Alors que le Conseil d’Etat prévoit, comme nous l’avons déjà vu, la formule «4-4-3», c’est-à-dire 4 années classiques, 4 scientifiques et 3 modernes, la Section V. P. O. D. réaffirme son attachement à la solution de 4 années comprenant 4 sections (prégymnasiale littéraire, prégymnasiale scientifique, moderne, préprofessionnelle), un examen de présélection en fin de la cinquième année favorisant l’homogénéité des classes de la première année du nouveau cycle secondaire. La section préprofessionnelle ou, si l’on préfère, les 4 dernières années de l’école primaire actuelle, serait organisée dans le cadre de l’école secondaire avec des programmes et des méthodes d’enseignement nouveaux.

Parallèlement, la Section V. P. O. D. maintient sa proposition d’instituer une année d’orientation pour tous comme première année de ce nouveau cycle. Des psychologues-conseils attachés à chaque école y collaboreraient avec les maîtres de classe.

Cette Section justifie sa position d’une manière tout aussi catégorique que l’Association indépendante défend la sienne: sa formule est la seule capable d’assurer une véritable démocratisation de l’enseignement parce qu’elle comporte des études d’égale durée dans les 4 sections. Une autre formule — et donc, tout naturellement aussi, celle du Gouvernement et de l’Association indépendante — ne peut être que transitoire, c’est-à-dire incompatible avec une véritable réforme. De là, à parler de «réformette», il n’y avait qu’un pas. Et il fut franchi.

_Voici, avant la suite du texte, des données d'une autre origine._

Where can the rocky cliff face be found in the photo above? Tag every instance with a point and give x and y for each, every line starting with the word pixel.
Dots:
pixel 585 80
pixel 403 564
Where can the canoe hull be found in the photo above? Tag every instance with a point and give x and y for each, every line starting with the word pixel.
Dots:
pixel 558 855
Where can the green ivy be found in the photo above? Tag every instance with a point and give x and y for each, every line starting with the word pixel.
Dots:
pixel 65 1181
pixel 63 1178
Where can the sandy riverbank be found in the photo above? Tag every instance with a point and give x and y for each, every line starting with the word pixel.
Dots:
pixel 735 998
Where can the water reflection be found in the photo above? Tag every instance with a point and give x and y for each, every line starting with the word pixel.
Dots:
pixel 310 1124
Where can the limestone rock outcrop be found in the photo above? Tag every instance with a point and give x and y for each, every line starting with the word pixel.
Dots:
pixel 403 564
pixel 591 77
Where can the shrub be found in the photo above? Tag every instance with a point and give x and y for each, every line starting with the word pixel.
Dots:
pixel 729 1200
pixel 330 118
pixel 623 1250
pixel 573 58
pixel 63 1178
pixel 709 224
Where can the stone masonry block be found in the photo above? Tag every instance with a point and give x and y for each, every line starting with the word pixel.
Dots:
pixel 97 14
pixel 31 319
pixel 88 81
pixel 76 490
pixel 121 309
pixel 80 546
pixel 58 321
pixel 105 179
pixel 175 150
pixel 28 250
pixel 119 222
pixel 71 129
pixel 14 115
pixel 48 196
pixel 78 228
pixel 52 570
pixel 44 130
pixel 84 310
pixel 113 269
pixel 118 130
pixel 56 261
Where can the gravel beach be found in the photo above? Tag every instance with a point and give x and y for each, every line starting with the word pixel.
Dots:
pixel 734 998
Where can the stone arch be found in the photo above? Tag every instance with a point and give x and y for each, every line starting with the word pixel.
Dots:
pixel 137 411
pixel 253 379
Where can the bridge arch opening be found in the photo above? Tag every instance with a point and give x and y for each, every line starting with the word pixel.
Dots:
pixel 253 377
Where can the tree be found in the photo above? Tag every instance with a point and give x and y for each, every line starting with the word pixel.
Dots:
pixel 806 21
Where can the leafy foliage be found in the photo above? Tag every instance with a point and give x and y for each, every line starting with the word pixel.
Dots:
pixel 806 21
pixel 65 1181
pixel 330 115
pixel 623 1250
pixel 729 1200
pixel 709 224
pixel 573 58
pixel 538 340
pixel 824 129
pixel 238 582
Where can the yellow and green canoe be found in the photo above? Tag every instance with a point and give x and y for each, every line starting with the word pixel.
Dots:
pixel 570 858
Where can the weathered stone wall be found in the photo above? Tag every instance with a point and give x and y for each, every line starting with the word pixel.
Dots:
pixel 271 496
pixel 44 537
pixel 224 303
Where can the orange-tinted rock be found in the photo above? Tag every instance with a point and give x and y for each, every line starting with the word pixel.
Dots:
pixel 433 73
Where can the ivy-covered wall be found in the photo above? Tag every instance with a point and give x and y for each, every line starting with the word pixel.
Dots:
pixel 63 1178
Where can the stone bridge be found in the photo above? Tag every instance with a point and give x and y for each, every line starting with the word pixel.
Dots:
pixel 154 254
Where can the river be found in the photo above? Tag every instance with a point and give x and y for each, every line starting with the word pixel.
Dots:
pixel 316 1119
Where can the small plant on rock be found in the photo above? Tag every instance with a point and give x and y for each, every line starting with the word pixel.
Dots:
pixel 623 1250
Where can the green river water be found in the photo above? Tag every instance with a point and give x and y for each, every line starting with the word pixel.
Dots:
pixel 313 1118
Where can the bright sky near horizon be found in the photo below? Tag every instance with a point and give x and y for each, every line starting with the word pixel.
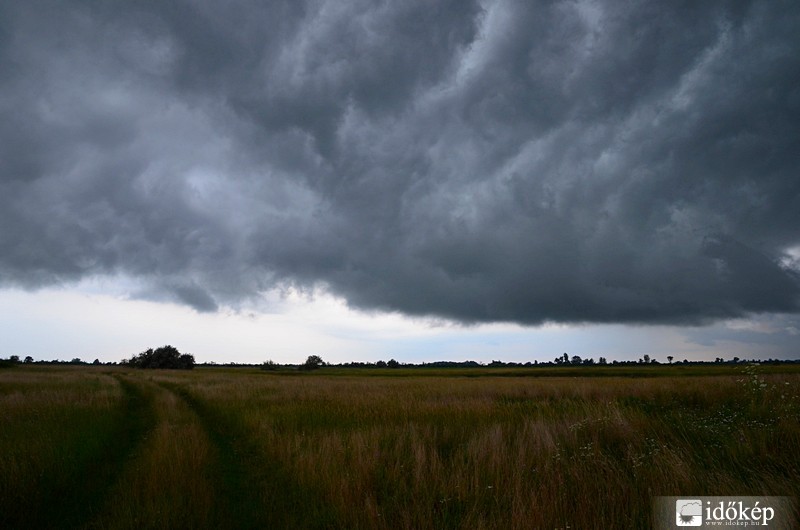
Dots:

Des divisions regrettables

Ainsi, du côté du corps enseignant divisé, la situation est de moins en moins favorable à une adhésion générale des principaux intéressés (avec les élèves!) au projet de réforme du Conseil d’Etat. Et si l’on sait qu’une quarantaine de professeurs de l’Ecole secondaire régionale de Neuchâtel se sont déclarés, par écrit et à titre personnel, partisans de ce projet, on se rend mieux compte de la véritable division dont le corps enseignant est frappée. Cette dernière prise de position est évidemment — et également! — dirigée contre les propositions de la Section V. P. O. D., puisque ces professeurs considèrent le projet officiel de réforme comme une garantie pour les élèves contre les erreurs éventuelles d’orientation.

Pendant ce temps, la commission «ad hoc» du Grand Conseil continue ses travaux commencés en mars. Dans certains milieux du chef-lieu, on la rend déjà responsable du retard apporté à la réalisation de cette réforme. Ce jeu est facile! Mais n’est-il pas précisément destiné à masquer les divisions du corps enseignant?